Named Entity Recognition (NER)
One of the most common forms of chunking in natural language processing is called Named Entity Recognition (NER for short). NLTK is able to identify people, places, things, locations, monetary figures, and more.
There are two major options with NLTK's named entity recognition: either recognize all named entities, or recognize named entities as their respective type, like people, places, locations, etc.
def process_content():
try:
for i in tokens[:5]:
words = nltk.word_tokenize(i)
tagged = nltk.pos_tag(words)
namedEnt = nltk.ne_chunk(tagged, binary=True)
# print(chunked)
for subtree in namedEnt.subtrees(filter=lambda t: t.label() == 'NE'):
print(subtree)
# namedEnt.draw()
except Exception as e:
print(str(e))
process_content()
Same visualization we can see above.
Text Classification
Now, it's time to process text classification. All processes we've done is some kind of preprocessing the text data, like tokenization, stemming, POS tagging, chunking and chinking, and NER.
In this part, we will use movie review dataset in NLTK, one of famous NLP datasets. This datasets are commonly used to sentimental analysis. But we need to classify each words in advance.
from nltk.corpus import movie_reviews
import random
# Build documents
documents = [(list(movie_reviews.words(fileid)), category)
for category in movie_reviews.categories()
for fileid in movie_reviews.fileids(category)]
# Shuffle the documents
random.shuffle(documents)
print('Number of Documents: {}'.format(len(documents)))

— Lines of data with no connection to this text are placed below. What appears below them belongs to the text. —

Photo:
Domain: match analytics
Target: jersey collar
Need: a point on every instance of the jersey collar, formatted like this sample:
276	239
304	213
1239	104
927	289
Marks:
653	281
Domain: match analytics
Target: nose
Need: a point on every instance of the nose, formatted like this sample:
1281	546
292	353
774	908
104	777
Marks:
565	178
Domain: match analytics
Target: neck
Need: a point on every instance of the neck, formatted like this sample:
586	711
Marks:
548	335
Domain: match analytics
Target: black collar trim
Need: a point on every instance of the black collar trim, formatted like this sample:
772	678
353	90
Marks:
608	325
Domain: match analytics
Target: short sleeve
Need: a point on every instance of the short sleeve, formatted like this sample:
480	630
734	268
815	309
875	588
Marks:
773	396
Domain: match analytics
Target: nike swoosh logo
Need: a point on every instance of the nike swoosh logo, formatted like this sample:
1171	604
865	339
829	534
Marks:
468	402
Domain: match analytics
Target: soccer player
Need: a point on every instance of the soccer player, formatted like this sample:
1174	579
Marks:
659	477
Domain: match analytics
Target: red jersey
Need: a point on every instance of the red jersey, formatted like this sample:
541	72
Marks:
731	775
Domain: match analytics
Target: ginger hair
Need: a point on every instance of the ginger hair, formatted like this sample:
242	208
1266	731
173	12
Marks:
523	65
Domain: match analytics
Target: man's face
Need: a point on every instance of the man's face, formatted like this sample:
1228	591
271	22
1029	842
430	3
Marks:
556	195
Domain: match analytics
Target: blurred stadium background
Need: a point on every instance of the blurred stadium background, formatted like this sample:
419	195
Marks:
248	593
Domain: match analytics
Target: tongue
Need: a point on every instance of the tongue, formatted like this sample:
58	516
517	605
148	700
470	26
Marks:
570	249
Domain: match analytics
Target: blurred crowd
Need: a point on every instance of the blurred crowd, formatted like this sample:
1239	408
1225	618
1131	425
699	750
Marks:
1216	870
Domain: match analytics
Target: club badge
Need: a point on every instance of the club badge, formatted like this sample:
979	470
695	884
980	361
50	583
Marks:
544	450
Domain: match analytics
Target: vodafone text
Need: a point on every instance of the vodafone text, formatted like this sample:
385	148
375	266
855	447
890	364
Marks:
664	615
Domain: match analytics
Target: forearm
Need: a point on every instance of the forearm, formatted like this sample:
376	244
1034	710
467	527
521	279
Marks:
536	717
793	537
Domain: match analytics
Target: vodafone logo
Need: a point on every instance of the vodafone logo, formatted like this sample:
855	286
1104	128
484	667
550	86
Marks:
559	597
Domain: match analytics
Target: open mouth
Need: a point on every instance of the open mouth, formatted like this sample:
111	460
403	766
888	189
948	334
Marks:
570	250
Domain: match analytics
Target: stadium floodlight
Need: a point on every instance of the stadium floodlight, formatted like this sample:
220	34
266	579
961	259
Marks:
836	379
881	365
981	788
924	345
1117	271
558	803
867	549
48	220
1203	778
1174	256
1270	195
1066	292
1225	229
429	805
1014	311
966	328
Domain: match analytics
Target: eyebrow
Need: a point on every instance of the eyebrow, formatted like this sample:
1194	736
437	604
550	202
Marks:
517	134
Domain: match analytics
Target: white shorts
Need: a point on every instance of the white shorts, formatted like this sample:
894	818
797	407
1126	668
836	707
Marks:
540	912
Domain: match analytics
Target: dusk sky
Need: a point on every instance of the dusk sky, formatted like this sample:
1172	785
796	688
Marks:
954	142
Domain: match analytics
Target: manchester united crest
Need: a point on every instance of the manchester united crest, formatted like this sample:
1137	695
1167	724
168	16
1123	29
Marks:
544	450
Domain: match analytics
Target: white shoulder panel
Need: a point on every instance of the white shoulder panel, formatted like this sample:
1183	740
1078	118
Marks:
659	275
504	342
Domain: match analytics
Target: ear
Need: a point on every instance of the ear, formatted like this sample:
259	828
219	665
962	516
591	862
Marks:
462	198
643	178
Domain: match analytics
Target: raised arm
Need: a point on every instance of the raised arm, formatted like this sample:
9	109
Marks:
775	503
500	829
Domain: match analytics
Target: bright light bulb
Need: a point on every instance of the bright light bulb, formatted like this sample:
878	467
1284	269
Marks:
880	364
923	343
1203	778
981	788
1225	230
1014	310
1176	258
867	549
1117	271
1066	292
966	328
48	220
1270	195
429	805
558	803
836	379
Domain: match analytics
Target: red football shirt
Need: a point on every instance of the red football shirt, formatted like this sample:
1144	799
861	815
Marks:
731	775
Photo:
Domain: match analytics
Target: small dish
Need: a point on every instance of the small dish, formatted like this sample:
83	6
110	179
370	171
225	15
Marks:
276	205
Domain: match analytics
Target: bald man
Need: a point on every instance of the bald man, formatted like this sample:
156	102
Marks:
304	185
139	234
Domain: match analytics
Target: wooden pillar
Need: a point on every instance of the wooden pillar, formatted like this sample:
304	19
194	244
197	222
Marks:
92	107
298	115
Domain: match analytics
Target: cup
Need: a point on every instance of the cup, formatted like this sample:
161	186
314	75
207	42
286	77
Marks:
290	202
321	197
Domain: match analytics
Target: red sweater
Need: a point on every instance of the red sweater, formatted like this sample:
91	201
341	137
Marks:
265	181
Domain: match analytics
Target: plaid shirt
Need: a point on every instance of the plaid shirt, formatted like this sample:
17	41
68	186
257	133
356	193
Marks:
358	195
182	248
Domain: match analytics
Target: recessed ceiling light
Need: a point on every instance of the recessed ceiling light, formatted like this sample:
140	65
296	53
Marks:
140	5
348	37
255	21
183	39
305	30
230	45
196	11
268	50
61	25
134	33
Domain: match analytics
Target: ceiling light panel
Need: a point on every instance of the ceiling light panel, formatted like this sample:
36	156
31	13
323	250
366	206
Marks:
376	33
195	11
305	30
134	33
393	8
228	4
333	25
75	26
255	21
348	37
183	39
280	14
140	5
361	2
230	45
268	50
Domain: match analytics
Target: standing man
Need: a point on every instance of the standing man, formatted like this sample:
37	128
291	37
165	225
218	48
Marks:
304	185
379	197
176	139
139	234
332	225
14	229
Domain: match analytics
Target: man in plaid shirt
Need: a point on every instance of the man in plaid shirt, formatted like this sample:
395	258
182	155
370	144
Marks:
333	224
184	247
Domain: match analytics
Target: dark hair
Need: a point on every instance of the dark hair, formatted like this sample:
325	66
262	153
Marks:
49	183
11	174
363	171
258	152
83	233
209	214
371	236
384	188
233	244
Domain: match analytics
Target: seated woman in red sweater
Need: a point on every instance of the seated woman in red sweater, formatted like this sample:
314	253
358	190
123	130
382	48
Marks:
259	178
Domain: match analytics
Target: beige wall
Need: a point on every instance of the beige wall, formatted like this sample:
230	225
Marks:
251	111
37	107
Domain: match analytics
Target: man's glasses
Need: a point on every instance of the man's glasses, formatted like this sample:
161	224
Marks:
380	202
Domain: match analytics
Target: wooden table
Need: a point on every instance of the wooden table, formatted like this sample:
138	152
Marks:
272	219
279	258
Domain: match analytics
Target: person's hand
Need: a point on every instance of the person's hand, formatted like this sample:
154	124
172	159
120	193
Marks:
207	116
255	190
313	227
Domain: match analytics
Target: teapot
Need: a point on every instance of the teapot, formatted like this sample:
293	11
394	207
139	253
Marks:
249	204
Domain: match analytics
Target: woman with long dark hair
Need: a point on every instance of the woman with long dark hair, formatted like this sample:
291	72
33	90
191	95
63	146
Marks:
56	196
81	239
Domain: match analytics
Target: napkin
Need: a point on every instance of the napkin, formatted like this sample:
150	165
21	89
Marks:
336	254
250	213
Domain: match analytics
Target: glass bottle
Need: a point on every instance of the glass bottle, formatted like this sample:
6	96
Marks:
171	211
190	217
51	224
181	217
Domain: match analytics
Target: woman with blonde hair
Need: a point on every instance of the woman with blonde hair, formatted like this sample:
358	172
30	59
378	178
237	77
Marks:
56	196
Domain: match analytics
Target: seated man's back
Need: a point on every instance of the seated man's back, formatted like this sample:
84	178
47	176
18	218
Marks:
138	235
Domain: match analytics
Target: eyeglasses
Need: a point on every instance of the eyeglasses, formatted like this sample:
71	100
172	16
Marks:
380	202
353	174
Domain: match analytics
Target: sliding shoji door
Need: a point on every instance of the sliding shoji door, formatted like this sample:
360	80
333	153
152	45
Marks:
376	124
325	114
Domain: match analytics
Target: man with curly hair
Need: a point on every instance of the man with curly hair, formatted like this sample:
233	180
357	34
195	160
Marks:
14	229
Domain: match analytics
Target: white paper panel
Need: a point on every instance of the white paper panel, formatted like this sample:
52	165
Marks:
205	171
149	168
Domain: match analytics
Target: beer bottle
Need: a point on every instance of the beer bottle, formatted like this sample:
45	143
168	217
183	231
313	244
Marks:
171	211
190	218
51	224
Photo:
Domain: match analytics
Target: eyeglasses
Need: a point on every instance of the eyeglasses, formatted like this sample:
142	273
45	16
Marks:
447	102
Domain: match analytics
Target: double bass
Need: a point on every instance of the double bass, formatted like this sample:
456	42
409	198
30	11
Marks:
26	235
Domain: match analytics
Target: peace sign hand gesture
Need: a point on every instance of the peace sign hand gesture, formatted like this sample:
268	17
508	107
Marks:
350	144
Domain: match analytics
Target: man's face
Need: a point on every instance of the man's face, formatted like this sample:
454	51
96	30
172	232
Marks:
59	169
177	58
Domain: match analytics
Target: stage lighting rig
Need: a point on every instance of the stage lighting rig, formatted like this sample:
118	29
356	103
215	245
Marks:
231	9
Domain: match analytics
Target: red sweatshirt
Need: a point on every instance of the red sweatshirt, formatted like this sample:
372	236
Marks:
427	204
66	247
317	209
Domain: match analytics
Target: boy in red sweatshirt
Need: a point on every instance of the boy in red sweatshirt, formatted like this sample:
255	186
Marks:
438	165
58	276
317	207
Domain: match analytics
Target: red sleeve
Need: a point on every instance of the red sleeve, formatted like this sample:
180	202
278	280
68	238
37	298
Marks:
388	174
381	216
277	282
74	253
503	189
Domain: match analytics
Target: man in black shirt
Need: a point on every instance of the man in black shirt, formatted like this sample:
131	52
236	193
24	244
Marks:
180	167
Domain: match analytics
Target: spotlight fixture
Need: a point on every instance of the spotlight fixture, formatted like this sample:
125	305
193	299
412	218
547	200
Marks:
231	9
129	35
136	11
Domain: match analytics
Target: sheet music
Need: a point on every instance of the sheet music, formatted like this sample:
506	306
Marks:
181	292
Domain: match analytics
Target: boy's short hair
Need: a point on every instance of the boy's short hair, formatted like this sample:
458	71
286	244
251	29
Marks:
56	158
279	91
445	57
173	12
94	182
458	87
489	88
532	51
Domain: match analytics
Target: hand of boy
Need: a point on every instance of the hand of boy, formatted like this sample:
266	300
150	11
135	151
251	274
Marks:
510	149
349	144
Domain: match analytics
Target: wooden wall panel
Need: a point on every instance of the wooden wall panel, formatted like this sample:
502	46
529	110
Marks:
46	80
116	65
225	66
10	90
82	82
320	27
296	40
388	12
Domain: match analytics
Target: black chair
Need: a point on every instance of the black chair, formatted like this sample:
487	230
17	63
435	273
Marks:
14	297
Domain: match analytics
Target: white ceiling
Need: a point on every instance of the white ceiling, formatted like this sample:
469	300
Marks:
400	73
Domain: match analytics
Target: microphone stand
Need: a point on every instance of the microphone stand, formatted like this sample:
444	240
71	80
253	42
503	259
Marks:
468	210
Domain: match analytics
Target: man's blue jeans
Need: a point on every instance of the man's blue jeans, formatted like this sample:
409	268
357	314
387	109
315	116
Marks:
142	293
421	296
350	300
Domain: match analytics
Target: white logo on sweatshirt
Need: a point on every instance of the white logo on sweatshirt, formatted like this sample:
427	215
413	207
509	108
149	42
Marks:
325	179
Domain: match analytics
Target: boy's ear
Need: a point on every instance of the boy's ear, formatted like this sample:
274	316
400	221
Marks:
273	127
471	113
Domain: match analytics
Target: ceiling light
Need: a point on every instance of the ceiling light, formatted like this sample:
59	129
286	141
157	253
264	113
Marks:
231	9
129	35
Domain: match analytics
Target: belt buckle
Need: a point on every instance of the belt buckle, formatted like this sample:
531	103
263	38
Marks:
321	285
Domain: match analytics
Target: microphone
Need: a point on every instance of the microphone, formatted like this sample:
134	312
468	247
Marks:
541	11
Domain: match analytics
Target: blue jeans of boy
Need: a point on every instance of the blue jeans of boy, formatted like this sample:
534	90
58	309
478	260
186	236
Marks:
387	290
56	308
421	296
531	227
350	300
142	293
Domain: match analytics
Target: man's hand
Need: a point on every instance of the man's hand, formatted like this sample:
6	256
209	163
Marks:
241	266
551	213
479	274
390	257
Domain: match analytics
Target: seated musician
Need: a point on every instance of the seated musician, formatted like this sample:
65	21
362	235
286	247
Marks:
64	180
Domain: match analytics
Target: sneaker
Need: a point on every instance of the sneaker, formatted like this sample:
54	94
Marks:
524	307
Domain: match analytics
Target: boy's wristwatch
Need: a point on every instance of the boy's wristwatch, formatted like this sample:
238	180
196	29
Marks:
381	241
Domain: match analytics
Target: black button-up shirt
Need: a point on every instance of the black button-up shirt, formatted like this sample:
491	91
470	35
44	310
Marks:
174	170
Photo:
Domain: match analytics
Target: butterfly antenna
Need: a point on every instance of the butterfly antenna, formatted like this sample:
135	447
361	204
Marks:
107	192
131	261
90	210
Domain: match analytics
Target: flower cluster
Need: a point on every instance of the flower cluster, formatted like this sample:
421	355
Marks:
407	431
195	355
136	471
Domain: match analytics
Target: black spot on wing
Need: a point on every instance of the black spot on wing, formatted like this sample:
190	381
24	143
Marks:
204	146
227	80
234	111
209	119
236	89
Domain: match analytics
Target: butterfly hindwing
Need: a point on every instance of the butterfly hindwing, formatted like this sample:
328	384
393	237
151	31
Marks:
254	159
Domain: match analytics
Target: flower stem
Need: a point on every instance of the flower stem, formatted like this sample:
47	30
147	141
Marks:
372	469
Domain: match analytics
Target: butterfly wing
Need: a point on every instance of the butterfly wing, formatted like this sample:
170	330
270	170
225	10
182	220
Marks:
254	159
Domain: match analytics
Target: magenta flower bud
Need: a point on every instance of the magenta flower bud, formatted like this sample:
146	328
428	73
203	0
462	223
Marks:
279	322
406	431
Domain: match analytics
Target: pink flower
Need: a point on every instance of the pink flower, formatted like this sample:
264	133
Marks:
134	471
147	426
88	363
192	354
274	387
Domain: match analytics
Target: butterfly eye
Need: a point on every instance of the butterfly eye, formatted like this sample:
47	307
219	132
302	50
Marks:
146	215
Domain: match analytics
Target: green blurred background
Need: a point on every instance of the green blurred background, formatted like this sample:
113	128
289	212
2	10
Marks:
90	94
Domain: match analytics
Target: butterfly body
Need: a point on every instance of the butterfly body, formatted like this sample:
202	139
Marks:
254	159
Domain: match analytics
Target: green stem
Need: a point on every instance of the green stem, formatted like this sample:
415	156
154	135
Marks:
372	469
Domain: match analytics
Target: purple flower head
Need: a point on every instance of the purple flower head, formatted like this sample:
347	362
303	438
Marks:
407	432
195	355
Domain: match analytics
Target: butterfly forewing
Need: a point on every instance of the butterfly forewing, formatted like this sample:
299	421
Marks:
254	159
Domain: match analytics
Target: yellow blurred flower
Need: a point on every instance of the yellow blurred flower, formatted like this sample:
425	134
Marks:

print('First Review: {}'.format(documents[1]))
all_words = []
for w in movie_reviews.words():
all_words.append(w.lower())
# Generate frequency distribution
all_words = nltk.FreqDist(all_words)
print('\nMost common words: {}'.format(all_words.most_common(15)))
print('\nThe word happy: {}'.format(all_words["happy"]))
You can see that there are 215 "happy" words in movie_reviews. It means that that review maybe positive review. And you can also notice that the common words contain punctuation or stop words and so on.
Now we need to build features. In this post, we will use 4000 high frequent words as features.
word_features = list(all_words.keys())[:4000]
And it will be helpful to define the function that find the features.
def find_features(document):
words = set(document)
features = {}
for w in word_features:
features[w] = (w in words)
return features
Then Let's use an example from a negative review.
neg_features = find_features(movie_reviews.words('neg/cv000_29416.txt'))
for k, v in neg_features.items():
if v == True:
print(k)
Now redo this in whole documents.
featuresets = [(find_features(rev), category) for (rev, category) in documents]
After that, we will use Support Vector Classifier for text classification. Before classifcation, we need to make train and test set, same as usual.
from sklearn.model_selection import train_test_split
training, test = train_test_split(featuresets, test_size=0.25, random_state=1)
print(len(training), len(test))
Then, we use SVC
from sklearn and SklearnClassifier
from nltk.
from nltk.classify.scikitlearn import SklearnClassifier
from sklearn.svm import SVC
# Instantiate the model
model = SklearnClassifier(SVC(kernel='linear'))
# Train the model
model.train(training)
# Evaluate the model
accuracy = nltk.classify.accuracy(model, test)
print("SVC Accuracy: {}".format(accuracy))
As a result, we can build the text classifier model with almost 80% accuracy.